Our aim is to get minimum cost.

m : number of training example
y : output variable in the training set
y^ : prediction
y – y^ ==> error
(y- y^)2 ==> squared error

Squared error cost function is by far the most commonly used one for linear regression.

J(w,b) Average Squared Error
import numpy as np
import matplotlib.pyplot as plt

x_train = np.array([1.0, 1.7, 2.0, 2.5, 3.0, 3.2])
y_train = np.array([250, 300, 480,  430,   630, 730,])

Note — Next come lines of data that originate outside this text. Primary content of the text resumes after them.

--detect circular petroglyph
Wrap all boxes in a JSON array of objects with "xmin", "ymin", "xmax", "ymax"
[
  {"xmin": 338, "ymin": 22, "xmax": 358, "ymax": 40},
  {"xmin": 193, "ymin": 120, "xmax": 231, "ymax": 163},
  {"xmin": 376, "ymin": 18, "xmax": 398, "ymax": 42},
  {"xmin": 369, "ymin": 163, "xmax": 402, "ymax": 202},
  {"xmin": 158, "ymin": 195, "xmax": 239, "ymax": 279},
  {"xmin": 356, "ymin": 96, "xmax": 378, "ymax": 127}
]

#try to find optimal values. it will minimize cost.
w = 210
b = 2

def compute_cost(x_train, y_train, w, b):
    m = x_train.shape[0]
    prediction = np.zeros(m)
    cost =0
    #model f(x) = wx + b
    for i in range(m):
        prediction[i] = w*x_train[i] + b
        cost += (prediction[i] - y_train[i])**2
    averageCost = cost / (2*m)
    return averageCost, prediction

cost, prediction = compute_cost(x_train,y_train,w,b)

print(cost)
plt.plot(x_train, prediction, c="b", label = "Our Prediction")
plt.scatter(x_train, y_train, c="r", marker="x", label = "Actual Values")
plt.title("House Pricing")
plt.xlabel("Size")
plt.ylabel("Price")
plt.legend()
plt.show()
Linear Regression with one variable

How the cost function can be used to find the best parameters for your model?
Gradient Descent Algorithm is used to automatically find the values of parameters w and b that give you the best fit line. It aims to minimize the cost function J.

For linear regression with the Squared Error cost function, you always end up with a bowl shape.

Gradient Descent helps you go down hill.

  • look around, choose direction to take a baby step
  • take a tiny baby step
  • until you find yourself at the bottom of this valley (at local minimum)